Le ministère de l'Intérieur veut mettre "les bouchées doubles" pour lutter contre les suicides de policiers
Christophe Castaner a estimé vendredi que les suicides dans la police n'étaient pas une "fatalité". Le ministre de l'Intérieur a annoncé la création d'une "cellule alerte prévention suicide", alors que les syndicats déplorent la persistance de ce "tabou".

Le ministre de l'Intérieur Christophe Castaner a affirmé, ce vendredi, vouloir accélérer la mise en oeuvre du plan lancé en 2018 par son prédécesseur pour lutter contre les suicides dans la police. Il a annoncé la création d'une "cellule alerte prévention suicide" pour la police nationale, pilotée par Noémie Angel, membre de l'Inspection générale de l'administration (IGA). Cette cellule aura pour mission de porter le plan d'actions et sera également chargée de faire des propositions au ministre.
Un numéro de téléphone dédié, disponible 24h/24, permettra notamment de signaler les risques et de mettre les personnes en souffrance en relation avec des psychologues. Selon le ministre, le suivi psychologique, médical et social "dans la durée" doit être amélioré, par exemple en ce qui concerne les agents revenant de maladie ou d'arrêt de travail.
Remettre de l'humain" - Frédéric Galéa, syndicaliste Alliance
Même son de cloche du côté des syndicats. Il faut "agir en amont, sur les conditions de travail, sur l'organisation du travail, sur le management et réussir à réconcilier vie privée avec vie professionnelle", a affirmé Frédéric Galéa sur franceinfo. Le délégué national chargé des conditions de travail au syndicat Alliance a salué la création de ce nouveau dispositif d'alerte. "Tout ce qui peut permettre de détecter le plus en amont possible ce mal-être, est une bonne chose", a-t-il estimé.

"On prend acte des paroles fortes de monsieur le ministre", a ajouté le syndicaliste, "[...] mais ce qu'on attend aujourd’hui, c'est de remettre de l'humain qui nous manque clairement". "Une hiérarchie défaillante ou un management trop défaillant, trop directif, peut mettre complètement en situation de souffrance toute une unité de police", a-t-il déploré.

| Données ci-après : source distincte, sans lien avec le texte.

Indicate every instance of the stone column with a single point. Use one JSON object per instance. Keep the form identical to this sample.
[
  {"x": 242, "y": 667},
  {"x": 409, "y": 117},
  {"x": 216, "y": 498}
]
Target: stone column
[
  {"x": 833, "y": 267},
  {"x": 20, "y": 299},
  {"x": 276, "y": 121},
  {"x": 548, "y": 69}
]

Conséquence : "beaucoup de policiers" ressentent une perte de sens de leur métier.
Un contexte de plus en plus stressant
Des problématiques de management qui s'ajoutent à la difficulté croissante de la profession. "Quand on n'est pas impacté par le terrorisme, on est impacté par le maintien de l'ordre, ou par une délinquance de plus en plus violente et puis aussi depuis Magnanville et certains actes terroristes, le policier est une cible", souligne Frédéric Galéa, "et l'inquiétude supplémentaire, qui rajoute du stress, c'est qu'il comprend que sa famille peut aussi devenir une cible".
Vingt-quatre policiers et deux gendarmes se sont donné la mort depuis janvier. En 2018, 35 policiers et 33 gendarmes se sont suicidés, selon les chiffres du ministère de l'Intérieur, après une année 2017 déjà marquée par une recrudescence des suicides au sein des forces de l'ordre.